No Colégio Marista Cearense, onde realizou os estudos secundários, descobriu, em definitivo, a vocação da escritura. Sendo fundador dos jornais ´O Ideal´; e ´Alvorada´.

Em Paris, cursou os Estudos Superiores Modernos de Língua Francesa e Literatura Francesa.

O Governo francês o condecorou com a Ordem das Palmas Acadêmicas.

Foi professor de Língua e Literatura Francesa no Curso de Letras da UFC.

Bacharel em direito (1943), Letras (1966), professor secundário no CE e SP, tradutor, diplomado em letras neolatinas. Cursou Faculdade de filosofia. Técnico educação UFCE, secretário UFCE, contista, cronista, ensaísta, orador, jornalista, fundador e membro do Grupo Clã-movimento renovador das letras cearenses. Membro da Academia Cearense de Letras- cadeira nº 4- e Associação Cearense da Imprensa.


quinta-feira, 1 de julho de 2010

A Mal Amada

Quando Jacinto passou da fazenda pra cidade, era um rapaz de vinte anos, bem preparado nos trabalhos do campo, onde fazia de um tudo, desde menino – cuidava do gado, ferrava bezerro, amansava poltro bravo e se desobrigava do que lhe era confiado com muito desembaraço – tudo indicava que carregava vocação para vaqueiro. E era forte com um touro, o corpo à prova de vírus, vacinado por natureza contra tudo, inclusive contra o alfabeto. E alegre, prosista, parecia tão feliz, que não se podia imaginar tivesse ambição senão a de viver ali mesmo, casar, ter filhos, netos, como o pai, como a avô.

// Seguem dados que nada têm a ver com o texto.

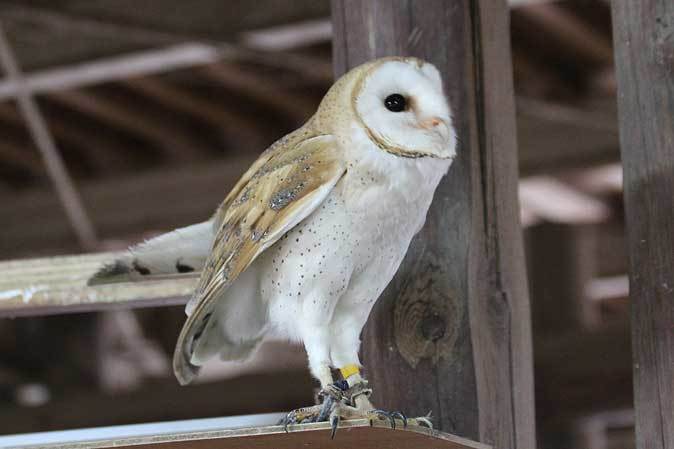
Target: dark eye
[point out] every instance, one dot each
(395, 103)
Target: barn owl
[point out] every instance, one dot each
(312, 233)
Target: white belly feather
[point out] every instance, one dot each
(331, 268)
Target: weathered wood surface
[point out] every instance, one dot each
(644, 48)
(356, 433)
(58, 285)
(452, 332)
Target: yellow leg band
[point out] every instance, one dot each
(349, 370)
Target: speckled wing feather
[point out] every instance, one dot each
(282, 188)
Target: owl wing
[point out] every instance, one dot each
(281, 189)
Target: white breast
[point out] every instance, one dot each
(348, 250)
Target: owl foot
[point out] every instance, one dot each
(331, 396)
(393, 419)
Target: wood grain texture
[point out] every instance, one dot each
(452, 332)
(355, 433)
(59, 285)
(644, 48)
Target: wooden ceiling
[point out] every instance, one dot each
(231, 78)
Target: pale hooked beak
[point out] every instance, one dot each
(441, 129)
(435, 124)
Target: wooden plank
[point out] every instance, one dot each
(115, 68)
(356, 433)
(452, 332)
(162, 400)
(644, 49)
(58, 285)
(120, 206)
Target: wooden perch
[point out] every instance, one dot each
(355, 433)
(58, 285)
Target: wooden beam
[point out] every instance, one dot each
(644, 50)
(160, 199)
(576, 38)
(562, 261)
(21, 156)
(162, 400)
(56, 285)
(100, 153)
(115, 68)
(176, 145)
(39, 132)
(260, 90)
(355, 433)
(452, 332)
(210, 112)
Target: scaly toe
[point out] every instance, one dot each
(301, 415)
(381, 415)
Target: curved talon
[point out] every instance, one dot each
(334, 423)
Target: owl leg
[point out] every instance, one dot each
(317, 344)
(356, 403)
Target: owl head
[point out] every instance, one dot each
(400, 104)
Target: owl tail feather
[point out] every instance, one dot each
(181, 251)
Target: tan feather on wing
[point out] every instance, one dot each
(281, 189)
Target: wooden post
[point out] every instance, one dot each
(452, 332)
(644, 49)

Qual nada. Um dia, chegou ao patrão, que era também seu padrinho, confessou que estava abusado do trabalho na fazenda, queria ir para a cidade. Pensava, com certeza, nas vadiações da noite; não vê, mais de uma vez, nas rápidas viagens a Massapê, pegava uma menina, daquelas que lá chamavam mulher-dama e que lhe trazia alegrias e graças que as poucas donzelas do Altinho não podiam dar.

Com alguma resistência, o coronel concordou. E na casa grande da cidade, Jacinto se tornou, dentro de pouco tempo, peça indispensável – não escolhia serviço, ia buscar água no rio, cortava lenha no mato, dava recado, se encarregava do estábulo, era um alho de esperteza e de bom humor. Pegou namoro com uma moça da vizinhança, cria da casa de outro coronel, mas quando assuntaram casamento, ele deu no pé.

Que seu fado, ele mesmo disse repentinamente, era ganhar o mundo, queria viajar, conhecer o Amazonas, o Rio, São Paulo. No momento em que se dispôs ao segundo passo, partir para a capital, o padrinho desaconselhou energicamente, profetizou que ele ia passar fome, tinha certeza de que voltaria magro a arrependido, como muitos outros. E concluiu a falação, rápida e incisiva, com aquele provérbio muito castigado na boca do povo – formiga quando quer se perder, cria asa.

Com todo o respeito que tinha ao coronel, Jacinto reafirmou sua vontade, convocou as reservas de coragem e num tom de aparente humildade, mascarando o atrevimento, arriscou-se a dizer que cobra que não anda não engole sapo. Ao que o coronel respostou que boa romaria faz quem na sua casa está em paz.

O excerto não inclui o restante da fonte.